Extreme lumber prices had a big impact on K12 development. Lumber prices have been extraordinarily volatile over the past year, driving the average price of any project up. Many K12 school projects were put off due to these outrageous prices. Since the beginning of the pandemic, lumber prices have been more volatile than at almost any other time in history, leading to some major headaches for those seeking to develop school building projects.
The good news? With interest rates rising and the housing market cooling, demand for lumber is finally subsiding. That means it may finally be time to resume that building project you’ve been putting off.
Prices Finally Subside
The Covid-19 pandemic affected countless industries worldwide, K12 education being a big one. Skyrocketing lumber prices meant that school renovations, repairs and new construction were all much more expensive, affecting the overall cost of building projects. Two years after the global shutdowns, the cost of lumber finally seems to be decreasing toward pre-pandemic levels. This is fantastic news for K12 architecture and design!
Why So Expensive?!
At the beginning of the pandemic, the cost of lumber and other building materials skyrocketed due to a variety of factors. First, lumber mills were forced to close or reduce their production capacity during the emerging global health crisis. Second, many people undertook DIY and renovation projects in 2020 because they were spending more time at home or working from home. Inflation further affected the cost of lumber.
How Lumber Costs Affect K12 Building Projects
Wood framing is used to build many K12 schools in America. The average school could have required hundreds of thousands – if not millions – of dollar’s worth of lumber. Without a doubt, the cost of lumber has a significant impact on the construction industry.
Is the Bubble Bursting?
After two years of unprecedented volatility and outrageous price increases, the lumber bubble seems to have finally popped.
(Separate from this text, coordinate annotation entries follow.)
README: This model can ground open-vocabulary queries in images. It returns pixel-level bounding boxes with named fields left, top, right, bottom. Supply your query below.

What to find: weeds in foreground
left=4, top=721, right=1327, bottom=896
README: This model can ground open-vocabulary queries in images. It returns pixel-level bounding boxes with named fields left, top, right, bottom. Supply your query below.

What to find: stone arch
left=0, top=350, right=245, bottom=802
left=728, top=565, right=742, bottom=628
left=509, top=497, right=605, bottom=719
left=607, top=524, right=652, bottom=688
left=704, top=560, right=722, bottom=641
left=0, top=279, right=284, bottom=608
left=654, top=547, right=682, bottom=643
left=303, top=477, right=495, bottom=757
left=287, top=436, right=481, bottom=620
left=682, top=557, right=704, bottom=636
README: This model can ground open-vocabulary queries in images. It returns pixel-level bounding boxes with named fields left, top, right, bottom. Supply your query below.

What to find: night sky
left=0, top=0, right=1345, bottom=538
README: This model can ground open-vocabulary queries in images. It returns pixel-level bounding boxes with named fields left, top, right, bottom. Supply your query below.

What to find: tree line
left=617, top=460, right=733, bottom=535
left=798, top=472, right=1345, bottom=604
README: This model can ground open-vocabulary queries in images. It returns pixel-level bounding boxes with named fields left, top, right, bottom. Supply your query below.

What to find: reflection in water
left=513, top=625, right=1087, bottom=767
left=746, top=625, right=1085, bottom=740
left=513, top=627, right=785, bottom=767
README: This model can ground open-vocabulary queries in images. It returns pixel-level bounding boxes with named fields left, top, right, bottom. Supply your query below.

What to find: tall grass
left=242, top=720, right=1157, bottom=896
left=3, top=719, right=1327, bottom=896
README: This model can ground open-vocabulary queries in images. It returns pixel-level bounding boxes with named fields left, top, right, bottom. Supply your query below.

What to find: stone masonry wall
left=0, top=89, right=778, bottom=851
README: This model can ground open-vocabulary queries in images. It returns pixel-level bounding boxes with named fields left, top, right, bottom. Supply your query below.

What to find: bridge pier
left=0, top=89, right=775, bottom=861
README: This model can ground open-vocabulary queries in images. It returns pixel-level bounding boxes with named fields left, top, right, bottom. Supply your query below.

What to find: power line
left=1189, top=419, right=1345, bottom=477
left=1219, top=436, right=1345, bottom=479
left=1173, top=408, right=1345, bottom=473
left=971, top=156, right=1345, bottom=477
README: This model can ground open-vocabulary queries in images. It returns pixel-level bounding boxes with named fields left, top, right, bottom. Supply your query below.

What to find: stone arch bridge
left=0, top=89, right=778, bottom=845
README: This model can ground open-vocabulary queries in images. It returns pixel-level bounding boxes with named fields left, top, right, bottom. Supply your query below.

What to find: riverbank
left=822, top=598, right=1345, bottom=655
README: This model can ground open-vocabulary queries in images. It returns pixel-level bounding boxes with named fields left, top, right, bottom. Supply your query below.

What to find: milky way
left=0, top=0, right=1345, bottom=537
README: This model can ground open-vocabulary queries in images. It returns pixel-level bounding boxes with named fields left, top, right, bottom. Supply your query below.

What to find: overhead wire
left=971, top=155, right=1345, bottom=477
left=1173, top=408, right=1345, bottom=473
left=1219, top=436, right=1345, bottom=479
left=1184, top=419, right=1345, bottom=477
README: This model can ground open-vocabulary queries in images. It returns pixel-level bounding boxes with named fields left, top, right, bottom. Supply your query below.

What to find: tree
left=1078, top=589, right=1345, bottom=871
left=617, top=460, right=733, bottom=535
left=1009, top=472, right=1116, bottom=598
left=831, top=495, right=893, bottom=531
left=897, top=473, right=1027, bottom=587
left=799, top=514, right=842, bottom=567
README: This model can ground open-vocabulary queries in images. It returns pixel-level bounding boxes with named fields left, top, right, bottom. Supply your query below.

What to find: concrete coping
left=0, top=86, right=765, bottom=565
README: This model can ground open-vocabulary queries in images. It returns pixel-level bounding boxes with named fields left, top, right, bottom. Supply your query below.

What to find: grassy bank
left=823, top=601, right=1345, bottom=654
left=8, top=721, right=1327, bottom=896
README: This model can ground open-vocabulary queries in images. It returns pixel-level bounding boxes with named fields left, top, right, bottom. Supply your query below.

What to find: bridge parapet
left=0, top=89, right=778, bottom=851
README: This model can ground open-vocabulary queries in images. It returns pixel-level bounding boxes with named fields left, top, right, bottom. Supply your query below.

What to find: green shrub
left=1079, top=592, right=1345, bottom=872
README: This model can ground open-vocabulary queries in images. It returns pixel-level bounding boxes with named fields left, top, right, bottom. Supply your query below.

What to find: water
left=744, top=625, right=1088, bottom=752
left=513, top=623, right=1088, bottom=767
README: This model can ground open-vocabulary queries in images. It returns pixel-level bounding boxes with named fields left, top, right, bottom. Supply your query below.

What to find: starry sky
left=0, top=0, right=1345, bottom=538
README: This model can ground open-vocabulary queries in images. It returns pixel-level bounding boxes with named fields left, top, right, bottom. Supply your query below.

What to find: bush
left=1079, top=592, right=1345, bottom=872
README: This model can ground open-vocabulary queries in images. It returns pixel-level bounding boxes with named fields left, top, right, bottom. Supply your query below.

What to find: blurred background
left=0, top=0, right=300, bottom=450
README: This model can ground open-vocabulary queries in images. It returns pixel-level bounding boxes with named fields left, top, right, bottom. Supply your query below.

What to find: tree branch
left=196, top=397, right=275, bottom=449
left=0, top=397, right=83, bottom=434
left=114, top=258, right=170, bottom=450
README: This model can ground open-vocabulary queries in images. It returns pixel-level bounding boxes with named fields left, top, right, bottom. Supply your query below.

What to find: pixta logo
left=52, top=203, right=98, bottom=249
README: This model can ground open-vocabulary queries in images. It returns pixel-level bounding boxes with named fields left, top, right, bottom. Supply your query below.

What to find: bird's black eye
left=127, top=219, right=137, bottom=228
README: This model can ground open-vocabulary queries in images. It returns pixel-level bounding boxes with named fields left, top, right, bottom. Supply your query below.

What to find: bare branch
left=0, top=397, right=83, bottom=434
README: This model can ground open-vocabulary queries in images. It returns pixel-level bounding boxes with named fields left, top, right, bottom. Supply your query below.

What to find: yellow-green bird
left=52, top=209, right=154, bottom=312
This is all due to rising mortgage rates and inflation, which have contributed to the housing market cool down. With lower demand for new homes, the cost of lumber is falling. As of writing this, lumber prices have decreased nearly 50% since this time last year.
While prices are lower now than they were in the last couple of years, we are understandably concerned about continued instability. Luckily, experts are predicting that – assuming we manage to avoid another major worldwide crisis – lumber prices should stabilize in the coming months.